Eight more human cases of bird flu reported in Viet Nam, UN health agency says

Eight more human cases of bird flu have been reported in Viet Nam, according to the United Nations health agency, bringing the total since mid-December to 41, 16 of them fatal, in the latest outbreak of a disease that in a worst-case scenario could kill tens of millions people worldwide.

The World Health Organization (WHO) is seeking further details from the authorities. Earlier this month the agency said there was currently no evidence that the virus was spreading easily from person to person. Three additional cases of the H5N1 virus strain have been reported from neighbouring Cambodia.

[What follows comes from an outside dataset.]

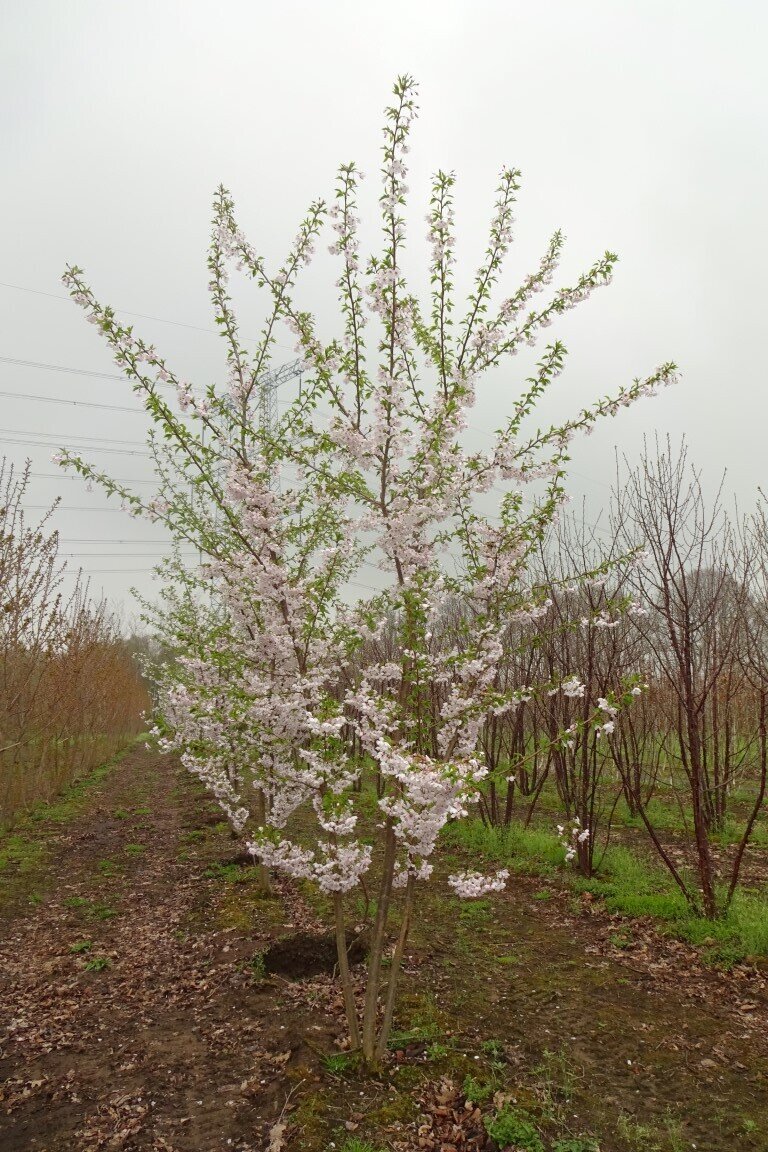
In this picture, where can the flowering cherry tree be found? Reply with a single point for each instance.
(374, 474)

WHO has stressed the need for scientists to share the viruses from recent clusters of cases and determine possible changes in the behaviour of the H5N1 to assess the risk of an influenza pandemic. The so-called Spanish flu pandemic of 1918-1920, unrelated to the present virus, is estimated to have killed between 20 million and 40 million people worldwide.

WHO is concerned that continuing transmission to humans might give avian and human influenza viruses an opportunity to exchange genes, facilitating a pandemic.

Overall there have been some 90 reported infections, about 50 of them fatal, since the first human case linked to widespread poultry outbreaks in Viet Nam and Thailand was reported in January last year. Nearly 140 million domestic birds have died or been culled over the past year in southeast Asia in an effort to curb the spread of the disease.